Fig.6. Possible implementations of 25 under MSD

representation.

A. Finding the Partial Terms

In the preprocessing phase, the constants to

be multiplied by a variable are converted to positive,

and then made odd by successive divisions by 2. The

resulting constants are stored without repetition in the

target set T. Thus, T includes the minimum number of

necessary constants to be implemented. The part of

the algorithm where the implementations of the target

constants and partial terms are found is as follows.

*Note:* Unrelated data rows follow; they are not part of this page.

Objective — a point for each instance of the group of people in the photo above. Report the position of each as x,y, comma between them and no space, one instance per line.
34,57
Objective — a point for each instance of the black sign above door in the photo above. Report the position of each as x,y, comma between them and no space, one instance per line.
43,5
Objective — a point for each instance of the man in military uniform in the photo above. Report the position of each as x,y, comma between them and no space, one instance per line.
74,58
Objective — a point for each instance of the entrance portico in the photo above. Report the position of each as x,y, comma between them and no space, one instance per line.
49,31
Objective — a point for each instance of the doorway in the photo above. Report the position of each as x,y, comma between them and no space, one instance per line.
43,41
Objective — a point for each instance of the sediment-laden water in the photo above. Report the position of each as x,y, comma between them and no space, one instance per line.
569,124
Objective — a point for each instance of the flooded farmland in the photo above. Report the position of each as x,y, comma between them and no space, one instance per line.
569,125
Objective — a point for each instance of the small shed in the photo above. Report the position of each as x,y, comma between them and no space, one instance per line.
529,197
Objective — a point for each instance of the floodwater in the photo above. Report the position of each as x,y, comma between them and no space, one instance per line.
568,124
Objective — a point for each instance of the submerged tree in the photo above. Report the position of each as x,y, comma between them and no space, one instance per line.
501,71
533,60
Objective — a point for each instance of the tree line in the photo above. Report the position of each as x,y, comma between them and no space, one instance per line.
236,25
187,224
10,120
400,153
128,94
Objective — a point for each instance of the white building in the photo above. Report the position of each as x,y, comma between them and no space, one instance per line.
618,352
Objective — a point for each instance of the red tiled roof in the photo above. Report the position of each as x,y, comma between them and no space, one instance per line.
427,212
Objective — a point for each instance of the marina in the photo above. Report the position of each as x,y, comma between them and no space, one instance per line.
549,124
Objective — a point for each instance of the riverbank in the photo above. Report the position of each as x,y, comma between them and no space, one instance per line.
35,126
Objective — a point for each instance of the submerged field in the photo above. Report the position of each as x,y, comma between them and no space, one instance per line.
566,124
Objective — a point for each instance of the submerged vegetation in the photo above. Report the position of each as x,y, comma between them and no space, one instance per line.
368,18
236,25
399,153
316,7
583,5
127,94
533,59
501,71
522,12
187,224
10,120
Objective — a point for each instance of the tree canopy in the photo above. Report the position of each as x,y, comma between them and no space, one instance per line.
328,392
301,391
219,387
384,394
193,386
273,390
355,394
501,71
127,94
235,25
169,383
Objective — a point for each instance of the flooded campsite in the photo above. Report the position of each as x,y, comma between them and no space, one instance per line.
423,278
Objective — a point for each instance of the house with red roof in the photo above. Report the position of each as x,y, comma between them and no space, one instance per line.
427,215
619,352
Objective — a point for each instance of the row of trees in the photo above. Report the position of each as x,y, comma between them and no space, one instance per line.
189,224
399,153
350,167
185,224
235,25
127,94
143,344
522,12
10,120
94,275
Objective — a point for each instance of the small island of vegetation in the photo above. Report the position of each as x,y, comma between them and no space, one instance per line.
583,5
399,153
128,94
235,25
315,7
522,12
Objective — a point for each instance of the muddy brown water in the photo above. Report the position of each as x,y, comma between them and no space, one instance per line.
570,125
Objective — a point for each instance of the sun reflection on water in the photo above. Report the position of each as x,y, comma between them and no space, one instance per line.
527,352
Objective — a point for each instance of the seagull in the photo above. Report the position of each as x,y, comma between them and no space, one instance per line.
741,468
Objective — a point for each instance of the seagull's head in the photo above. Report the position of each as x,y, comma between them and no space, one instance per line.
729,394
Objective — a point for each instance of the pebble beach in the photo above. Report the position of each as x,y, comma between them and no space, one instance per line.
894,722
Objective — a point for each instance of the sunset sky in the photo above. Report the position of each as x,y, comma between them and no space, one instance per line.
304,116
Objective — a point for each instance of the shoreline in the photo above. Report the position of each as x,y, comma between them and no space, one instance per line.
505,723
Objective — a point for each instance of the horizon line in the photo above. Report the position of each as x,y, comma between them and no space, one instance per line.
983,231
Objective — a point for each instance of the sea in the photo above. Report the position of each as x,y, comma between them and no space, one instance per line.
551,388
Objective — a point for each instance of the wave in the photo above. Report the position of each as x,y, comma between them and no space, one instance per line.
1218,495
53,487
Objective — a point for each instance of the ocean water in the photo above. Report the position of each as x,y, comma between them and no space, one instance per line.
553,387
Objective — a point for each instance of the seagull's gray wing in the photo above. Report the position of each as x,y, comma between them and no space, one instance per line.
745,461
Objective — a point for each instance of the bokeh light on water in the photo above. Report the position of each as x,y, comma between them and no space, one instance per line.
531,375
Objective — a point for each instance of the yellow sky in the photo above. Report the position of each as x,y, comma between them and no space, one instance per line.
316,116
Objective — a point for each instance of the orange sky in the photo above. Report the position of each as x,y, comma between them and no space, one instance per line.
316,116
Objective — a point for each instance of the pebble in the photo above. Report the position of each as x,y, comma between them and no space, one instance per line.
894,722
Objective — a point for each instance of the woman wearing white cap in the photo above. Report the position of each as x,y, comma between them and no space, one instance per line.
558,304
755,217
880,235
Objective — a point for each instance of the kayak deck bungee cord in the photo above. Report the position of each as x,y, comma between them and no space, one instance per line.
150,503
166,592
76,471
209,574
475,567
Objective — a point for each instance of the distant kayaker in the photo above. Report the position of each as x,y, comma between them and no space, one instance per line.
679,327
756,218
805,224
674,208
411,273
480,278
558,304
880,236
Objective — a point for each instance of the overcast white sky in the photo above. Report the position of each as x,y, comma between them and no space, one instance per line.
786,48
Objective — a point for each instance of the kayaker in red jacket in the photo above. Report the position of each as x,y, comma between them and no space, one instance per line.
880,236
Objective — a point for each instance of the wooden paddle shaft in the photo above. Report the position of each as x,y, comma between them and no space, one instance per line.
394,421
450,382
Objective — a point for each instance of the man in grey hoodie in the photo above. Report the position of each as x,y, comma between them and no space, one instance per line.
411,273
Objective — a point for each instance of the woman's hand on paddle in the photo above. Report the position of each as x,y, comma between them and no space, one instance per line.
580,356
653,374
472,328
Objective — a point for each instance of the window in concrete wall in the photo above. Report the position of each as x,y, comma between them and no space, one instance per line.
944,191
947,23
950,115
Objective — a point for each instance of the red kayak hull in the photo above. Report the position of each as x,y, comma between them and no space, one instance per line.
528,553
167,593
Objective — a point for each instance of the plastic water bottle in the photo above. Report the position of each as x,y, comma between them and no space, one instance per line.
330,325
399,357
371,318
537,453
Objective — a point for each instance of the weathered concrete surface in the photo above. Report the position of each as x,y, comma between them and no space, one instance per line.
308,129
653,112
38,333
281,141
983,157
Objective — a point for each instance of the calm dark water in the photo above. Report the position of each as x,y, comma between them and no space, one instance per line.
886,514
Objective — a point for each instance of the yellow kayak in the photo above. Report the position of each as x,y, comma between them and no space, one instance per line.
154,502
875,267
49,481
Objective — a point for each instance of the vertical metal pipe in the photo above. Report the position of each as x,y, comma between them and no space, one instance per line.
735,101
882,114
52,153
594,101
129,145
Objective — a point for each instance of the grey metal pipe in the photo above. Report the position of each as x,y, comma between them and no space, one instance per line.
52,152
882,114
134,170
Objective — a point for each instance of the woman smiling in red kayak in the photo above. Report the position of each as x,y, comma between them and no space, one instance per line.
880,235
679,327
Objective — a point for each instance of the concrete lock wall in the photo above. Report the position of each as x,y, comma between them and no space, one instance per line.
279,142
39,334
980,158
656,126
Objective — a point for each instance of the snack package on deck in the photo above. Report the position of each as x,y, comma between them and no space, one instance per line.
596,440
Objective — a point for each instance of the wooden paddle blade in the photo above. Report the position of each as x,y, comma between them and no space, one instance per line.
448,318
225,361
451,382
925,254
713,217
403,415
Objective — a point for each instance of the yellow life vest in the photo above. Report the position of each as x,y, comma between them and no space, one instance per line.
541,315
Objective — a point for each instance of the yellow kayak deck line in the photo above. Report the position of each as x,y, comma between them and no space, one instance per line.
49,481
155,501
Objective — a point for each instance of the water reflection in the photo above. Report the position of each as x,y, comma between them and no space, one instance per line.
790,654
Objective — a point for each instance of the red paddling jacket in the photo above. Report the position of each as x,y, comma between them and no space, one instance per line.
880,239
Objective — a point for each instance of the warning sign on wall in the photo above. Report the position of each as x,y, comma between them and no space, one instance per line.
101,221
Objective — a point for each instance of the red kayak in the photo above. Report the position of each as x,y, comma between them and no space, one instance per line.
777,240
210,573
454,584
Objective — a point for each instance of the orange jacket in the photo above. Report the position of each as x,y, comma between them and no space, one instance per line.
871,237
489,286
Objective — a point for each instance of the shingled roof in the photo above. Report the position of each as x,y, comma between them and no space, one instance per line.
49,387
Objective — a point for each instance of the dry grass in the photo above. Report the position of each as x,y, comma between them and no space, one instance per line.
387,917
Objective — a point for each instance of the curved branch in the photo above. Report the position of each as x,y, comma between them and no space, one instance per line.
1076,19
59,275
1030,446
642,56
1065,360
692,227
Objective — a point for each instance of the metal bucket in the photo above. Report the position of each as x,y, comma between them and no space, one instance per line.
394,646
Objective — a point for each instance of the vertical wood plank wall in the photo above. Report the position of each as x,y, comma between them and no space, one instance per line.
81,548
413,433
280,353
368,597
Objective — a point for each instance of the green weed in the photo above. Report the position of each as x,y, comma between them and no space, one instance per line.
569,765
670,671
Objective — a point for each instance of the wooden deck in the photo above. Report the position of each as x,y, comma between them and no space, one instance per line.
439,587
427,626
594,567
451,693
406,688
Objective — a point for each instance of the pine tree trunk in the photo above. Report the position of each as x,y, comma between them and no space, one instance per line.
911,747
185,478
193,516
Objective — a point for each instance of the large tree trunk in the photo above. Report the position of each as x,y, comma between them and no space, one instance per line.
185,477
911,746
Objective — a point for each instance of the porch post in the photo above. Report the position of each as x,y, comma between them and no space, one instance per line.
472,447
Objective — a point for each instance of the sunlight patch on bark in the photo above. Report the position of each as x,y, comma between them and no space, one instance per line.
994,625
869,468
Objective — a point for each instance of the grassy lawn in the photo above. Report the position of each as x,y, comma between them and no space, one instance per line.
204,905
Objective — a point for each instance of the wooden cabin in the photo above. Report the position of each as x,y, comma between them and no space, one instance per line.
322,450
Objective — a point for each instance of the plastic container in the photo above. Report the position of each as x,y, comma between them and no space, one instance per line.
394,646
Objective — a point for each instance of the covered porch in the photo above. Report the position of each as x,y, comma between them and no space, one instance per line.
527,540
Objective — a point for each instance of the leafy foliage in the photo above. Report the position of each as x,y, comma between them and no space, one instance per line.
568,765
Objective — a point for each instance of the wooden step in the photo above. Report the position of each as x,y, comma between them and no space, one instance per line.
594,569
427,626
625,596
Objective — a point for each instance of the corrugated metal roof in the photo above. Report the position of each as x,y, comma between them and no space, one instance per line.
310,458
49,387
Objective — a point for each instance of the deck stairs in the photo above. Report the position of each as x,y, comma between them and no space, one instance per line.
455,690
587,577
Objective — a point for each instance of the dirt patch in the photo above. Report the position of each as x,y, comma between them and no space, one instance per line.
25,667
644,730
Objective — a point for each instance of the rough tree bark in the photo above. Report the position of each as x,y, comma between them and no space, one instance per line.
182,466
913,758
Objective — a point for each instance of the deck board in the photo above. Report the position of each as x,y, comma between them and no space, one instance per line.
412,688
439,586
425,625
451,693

1) Take an element from T, ti , find its

representation(s) under the given number

representation, and store it(them) in a set called

S. Form an empty set Oi , associated with ti , that

will include the inputs and the amount of left

shifts at the inputs of all addition/subtraction

operations which generate ti .

2) For each representation of ti in the set S.

a) Compute all non symmetric partial term

pairs that cover the representation of ti.

b) In each pair, make each partial term positive

and odd, and determine its amount of left

shift.

c) Add each pair to the set Oi with the amount

of left shifts of partial terms.

d) Add each partial term to T, if it does not

represent the input that the constants are

multiplied with, i.e., denoted by 1, and is not

in T.

3) Repeat Step 1 until all elements of T are

considered.

Observe that the target set T only includes

the target constants to be implemented in the

beginning of the iterative loop, and in later iterations

it is augmented with the partial terms that are

required for the implementation of target constants.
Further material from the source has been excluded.